"Observation of Temperature-Induced Crossover to an Orbital-Selective Mott Phase in AxFe2-ySe2 (A=K, Rb) Superconductors"

M. Yi: D. H. Lu, R. Yu, S. C. Riggs, J.-H. Chu, B. Lv, Z. K. Liu, M. Lu, Y.-T. Cui, M. Hashimoto, S.-K. Mo, Z. Hussain, C. W. Chu, I. R. Fisher, Q. Si, Z.-X. Shen; Physical Review Letters, 02/05/13.

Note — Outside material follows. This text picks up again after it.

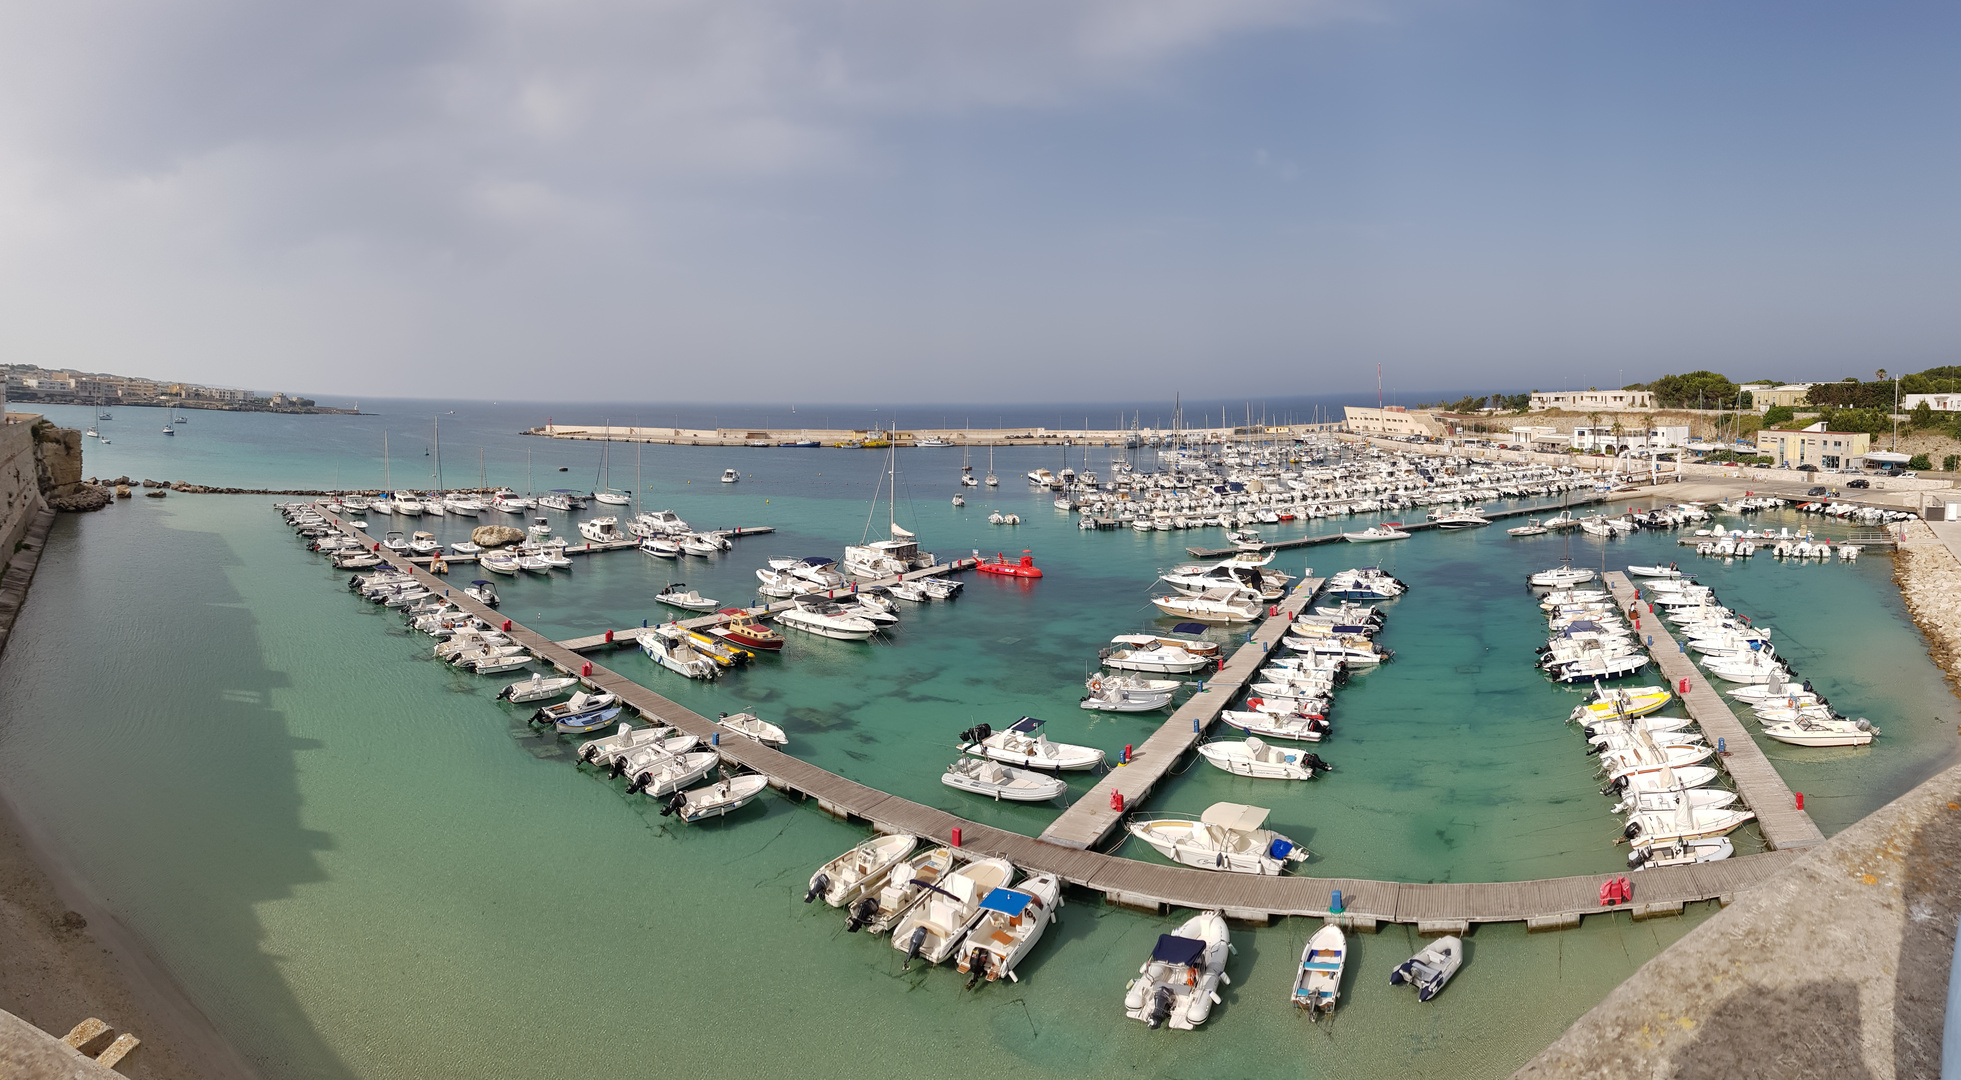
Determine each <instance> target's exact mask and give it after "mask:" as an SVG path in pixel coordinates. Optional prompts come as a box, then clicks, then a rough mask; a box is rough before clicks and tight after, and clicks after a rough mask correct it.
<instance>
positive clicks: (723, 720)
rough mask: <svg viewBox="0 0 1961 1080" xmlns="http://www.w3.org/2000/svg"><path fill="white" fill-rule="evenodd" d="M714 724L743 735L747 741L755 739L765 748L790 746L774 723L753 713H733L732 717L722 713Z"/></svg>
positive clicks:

Additional Authors: D. H. Lu, R. Yu, S. C. Riggs, J.-H. Chu, B. Lv, Z. K. Liu, M. Lu, Y.-T. Cui, M. Hashimoto, S.-K. Mo, Z. Hussain, C. W. Chu, I. R. Fisher, Q. Si, Z.-X. Shen

Abstract:

Using angle-resolved photoemission spectroscopy, we observe the low-temperature state of the AxFe2-ySe2 (A=K, Rb) superconductors to exhibit an orbital-dependent renormalization of the bands near the Fermi level—the dxy bands heavily renormalized compared to the dxz/dyz bands. Upon raising the temperature to above 150 K, the system evolves into a state in which the dxy bands have depleted spectral weight while the dxz/dyz bands remain metallic. Combined with theoretical calculations, our observations can be consistently understood as a temperature-induced crossover from a metallic state at low temperatures to an orbital-selective Mott phase at high temperatures. Moreover, the fact that the superconducting state of AxFe2-ySe2 is near the boundary of such an orbital-selective Mott phase constrains the system to have sufficiently strong on-site Coulomb interactions and Hund’s coupling, highlighting the nontrivial role of electron correlation in this family of iron-based superconductors.